Evaluating Simplification Algorithms for Interpretability of Time Series Classification
Brigt H{\aa}vardstun, Felix Marti-Perez, C\`esar Ferri, Jan Arne Telle

TL;DR
This paper introduces metrics to evaluate simplified time series data for interpretability of classifiers, assesses four algorithms across datasets, and confirms the metrics' practical utility through human evaluation.
Contribution
It proposes new metrics for assessing simplifications in time series interpretability and provides an evaluation framework for their effectiveness.
Findings
Simplifications with fewer segments tend to be more loyal to original classifications.
Four algorithms were systematically evaluated across diverse datasets.

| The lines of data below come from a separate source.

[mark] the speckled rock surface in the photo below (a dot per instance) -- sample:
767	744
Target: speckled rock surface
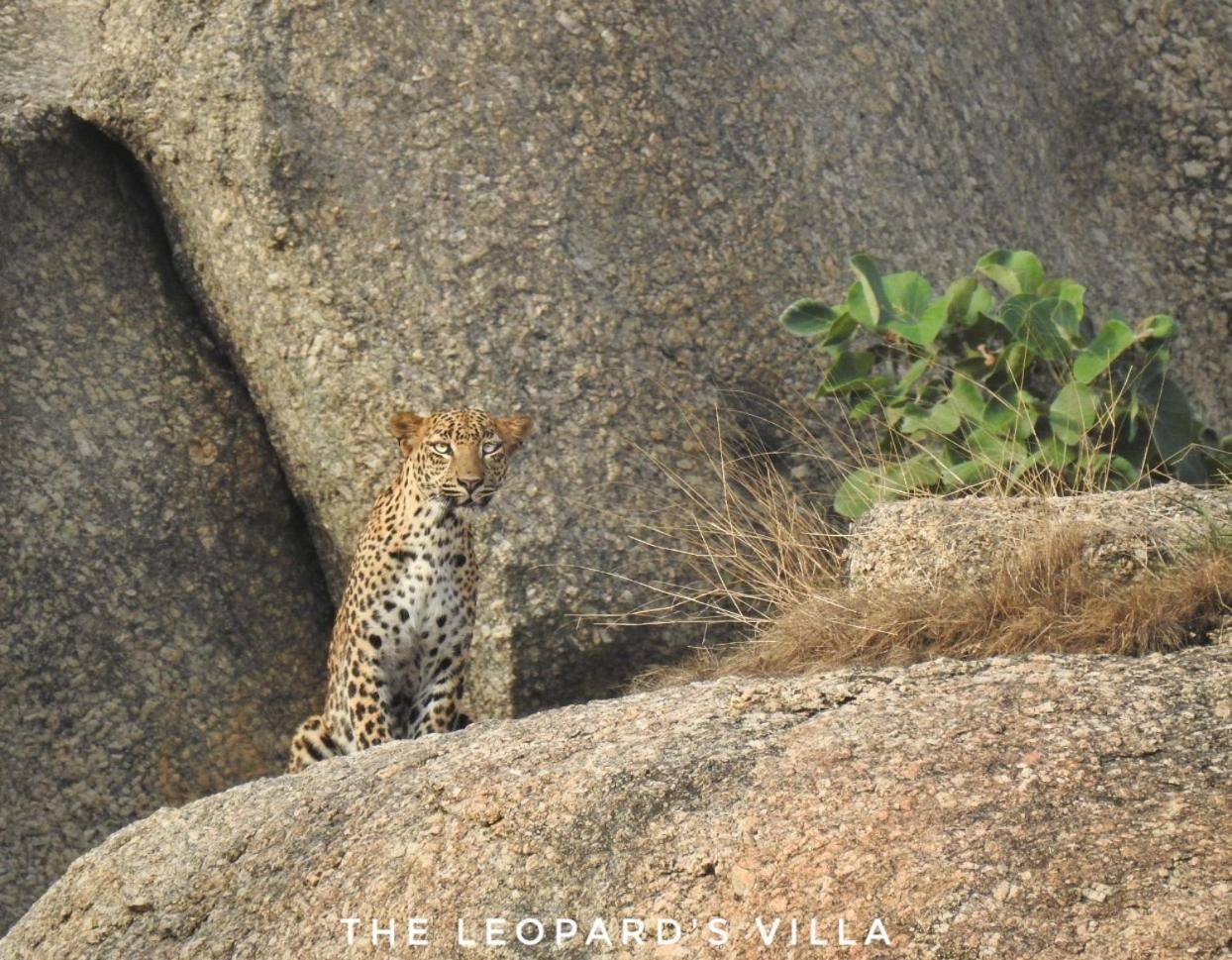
1040	807
930	541
162	616
561	207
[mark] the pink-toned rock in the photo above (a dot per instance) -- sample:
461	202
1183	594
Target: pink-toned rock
1034	807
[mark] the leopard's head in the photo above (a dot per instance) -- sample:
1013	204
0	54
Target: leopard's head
459	456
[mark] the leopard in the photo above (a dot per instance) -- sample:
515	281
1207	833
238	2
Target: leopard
407	616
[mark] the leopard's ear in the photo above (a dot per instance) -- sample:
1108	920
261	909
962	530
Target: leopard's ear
408	428
513	431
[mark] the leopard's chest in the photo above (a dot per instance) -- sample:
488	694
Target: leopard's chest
425	597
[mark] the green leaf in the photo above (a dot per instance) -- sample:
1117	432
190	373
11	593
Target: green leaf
892	302
1038	322
1015	271
843	327
1171	423
807	318
907	293
1054	454
998	453
940	419
1011	413
1014	362
1161	327
982	304
1114	338
1066	289
968	399
965	474
1075	412
867	297
913	373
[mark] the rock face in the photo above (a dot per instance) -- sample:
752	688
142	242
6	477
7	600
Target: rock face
164	615
588	212
925	542
559	208
1038	807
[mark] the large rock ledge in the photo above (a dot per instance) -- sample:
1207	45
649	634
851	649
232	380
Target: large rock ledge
1036	807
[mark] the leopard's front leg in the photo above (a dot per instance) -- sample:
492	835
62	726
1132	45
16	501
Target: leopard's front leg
368	698
439	702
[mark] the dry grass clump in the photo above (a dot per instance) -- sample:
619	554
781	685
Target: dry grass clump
769	562
1045	599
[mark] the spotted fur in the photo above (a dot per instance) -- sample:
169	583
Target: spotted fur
408	611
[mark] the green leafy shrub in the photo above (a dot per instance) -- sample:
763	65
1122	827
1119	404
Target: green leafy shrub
1001	380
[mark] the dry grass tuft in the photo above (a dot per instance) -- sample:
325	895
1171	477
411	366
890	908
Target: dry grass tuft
1048	597
767	562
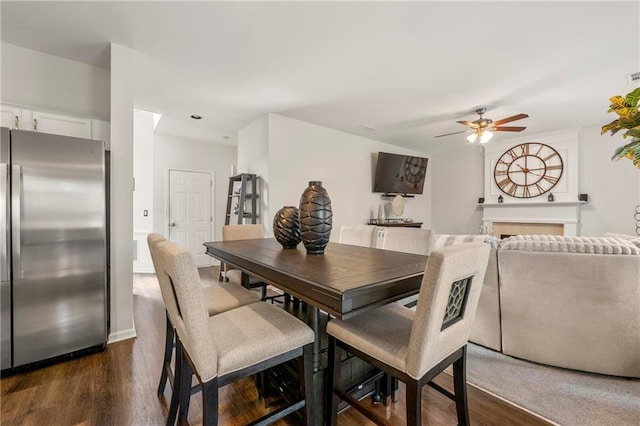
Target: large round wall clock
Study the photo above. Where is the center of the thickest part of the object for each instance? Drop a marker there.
(528, 170)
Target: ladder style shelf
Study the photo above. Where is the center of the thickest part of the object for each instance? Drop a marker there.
(243, 190)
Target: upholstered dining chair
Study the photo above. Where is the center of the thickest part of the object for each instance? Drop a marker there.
(415, 346)
(359, 235)
(222, 348)
(218, 297)
(409, 240)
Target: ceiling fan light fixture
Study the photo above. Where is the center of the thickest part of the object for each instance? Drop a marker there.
(472, 137)
(486, 136)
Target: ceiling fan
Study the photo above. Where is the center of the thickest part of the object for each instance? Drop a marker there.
(483, 128)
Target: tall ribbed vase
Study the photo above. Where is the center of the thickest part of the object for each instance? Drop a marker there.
(286, 226)
(315, 218)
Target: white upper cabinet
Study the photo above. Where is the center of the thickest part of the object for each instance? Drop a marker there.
(61, 125)
(11, 116)
(18, 117)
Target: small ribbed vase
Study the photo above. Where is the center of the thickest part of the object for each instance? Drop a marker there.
(315, 218)
(286, 227)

Human evaluation supports the effectiveness of the proposed metrics.
Abstract
In this work, we introduce metrics to evaluate the use of simplified time series in the context of interpretability of a TSC -- a Time Series Classifier. Such simplifications are important because time series data, in contrast to text and image data, are not intuitively under- standable to humans. These metrics are related to the complexity of the simplifications -- how many segments they contain -- and to their loyalty -- how likely they are to maintain the classification of the original time series. We focus on simplifications that select a subset of the original data points, and show that these typically have high Shapley value, thereby aiding interpretability. We employ these metrics to experimentally evaluate four distinct simplification algorithms, across several TSC algorithms and across datasets of varying characteristics, from seasonal or stationary to short or long. We…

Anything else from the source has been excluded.